I do. This year we’re having a smallish Christmas with (as far as I know) just the immediate local family—which is to say myself, The Husband, The Evil Monkeys, The Parents and The Grandparents (the only two of my original six that remain). We hold all such gatherings at The Parents’ house because, quite frankly, their house is a veritable mansion and mine, veritably, is not.
We’re having a very casual meal for Christmas Eve Dinner and I decided to bring some additional sides. So I chose green bean casserole and ‘some type of bread product’. I had originally intended to just make my standard (albeit tasty) whole-wheat loafs. I even contemplated making lefse, inspired by Joy’s fabulous foray into the making of krumkake. But then it occurred to me that I hadn’t made soda bread in a long time. A really long time. So long a time that I couldn’t remember the recipe. And thereby discovered that I also couldn’t remember where I’d put the written version.

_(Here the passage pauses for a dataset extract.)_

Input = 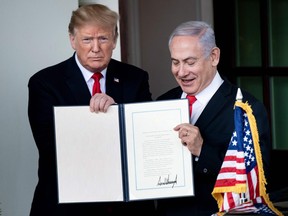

Doh! And yet…. there’s a reason Google was put on this earth, right people? Surely I could find a nice, simple, traditional soda bread recipe. We just put “soda bread” into the search engine and….
Good. Grief.
I have never seen such a jumbled and confusing mess of useless links. Maybe nobody makes real soda bread anymore. Perhaps they’ve all been seduced by the siren-song of “honey-glaze” and “dried mangos”, which seemed to crop up disturbingly often in my search results. Perhaps we were doomed, doomed to eat plain old yeast-risen bread after all. I despaired.
And then, I saw it. A web address tantalizingly called www.sodabread.info. Wow. Seriously? They have their own website? This I had to see. And I was not disappointed. I now have proof that there is someone emphatically-to-the-point-of-bordering-on-maniacally endorsing literally every possible thing on the face of this planet. So meet my latest discovery: The Society for the Preservation of Irish Soda Bread.
You heard me. A flippin’ society, people.
Now I will say, they do have a point that some of these new-fangled ingredients (Sun-dried tomatoes? Garlic? Chiles??) are not traditional. Plus, they provide a seemingly exhaustive quantity of information about the history of soda bread. I personally never in my life expected a soda bread to be desert, but apparently there are heretics out there who do. And the Society does have a nice, simple, traditional soda bread recipe. Which I fully intend to desecrate by –gasp– adding raisins. And possibly a tablespoon of sugar.
Don’t let the SPISB know. They’ll probably hunt me down and beat me with a ten-day-old loaf wrapped in a sock.
I’m so glad I didn’t decide to make lefse after all. I shudder to think what a Society For The Preservation of Norwegian Lefse website would look like. There’s only so much gastronomic zeal I can take in one year, however well-intended. Plus, I’m too lazy to rice all those potatoes.